14Il serait sans doute abusif de dire qu'en inventant le « mauvais » lecteur qu'est don Quichotte, Cervantès a forcé les choses. D'aucune façon le romancier ne pouvait prévoir tout ce que l'histoire du roman devrait à la création de son Ingénieux Hidalgo, comme plus tard à celle de Madame Bovary : après la survenue de ces deux personnages, ce sont des pans entiers du roman, ceux que les moissonneurs dans les auberges et les jeunes filles dans les couvents faisaient se perdurer, qu'il n'a plus été possible d'écrire ni de lire comme avant. Mais ce que Cervantès pouvait savoir et que très clairement il a mis en œuvre, c'est le parti que le roman pouvait tirer de la conception même d'un lecteur agissant et tout particulièrement du plus agissant, du plus perturbant de tous les liseurs qu'est le « mauvais » lecteur. On se souvient des paroles sur lesquelles se termine le roman, prononcées par Cid Hamet Ben Engeli, donné par Cervantès comme l'auteur de Don Quichotte :

Pour moi seul, naquit don Quichotte, et moi pour lui. Il sut agir, moi écrire.
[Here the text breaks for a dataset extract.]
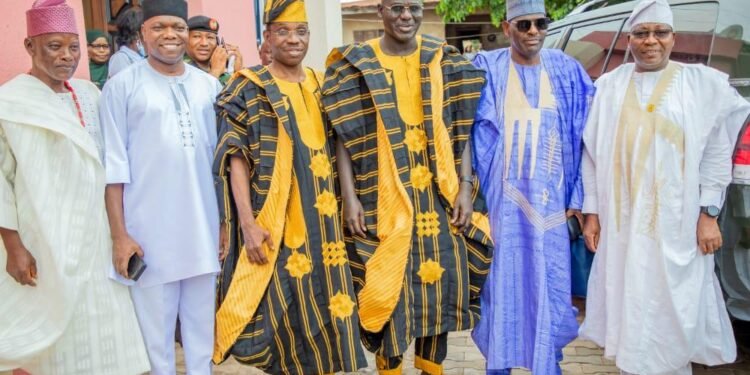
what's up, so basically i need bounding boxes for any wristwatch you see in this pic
[460,175,475,187]
[700,205,721,218]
Enfin, lui et moi ne sommes qu'une même chose […] je demeurerai content et satisfait d'avoir été le premier qui ait joui du fruit de ses écrits pleinement selon mon désir, puisque jamais je n'ai désiré autre chose que de faire abhorrer aux hommes les fabuleuses et extravagantes histoires des livres de chevalerie qui, par le moyen de l'histoire de mon véritable don Quichotte, s'en vont déjà chancelants : et sans aucun doute ces fables tomberont et ne se relèveront jamais. (II, 601)

15Un romancier a bien sûr besoin de simples lecteurs qui, dans les auberges, les couvents, les gares ou tout bonnement leur fauteuil, le lisent pour leur divertissement et leur contentement. Si ce romancier est bon, si ses œuvres sont plus subtiles ou plus inventives que les autres, il a aussi besoin de « bons » lecteurs qui sachent reconnaître ce qu'il apporte de nouveau et de singulier à son art. Mais si ce romancier est très habile, si son œuvre va plus loin que toutes les autres, alors c'est d'un « mauvais » lecteur qu'il a besoin – quitte à l'inventer. Car le bon ou le très bon romancier, comme nous l'apprend Cervantès, marche main dans la main avec ceux pour qui le roman non seulement est un art de vivre, mais constitue aussi, pour reprendre le terme de Thibaudet, une « fin essentielle ».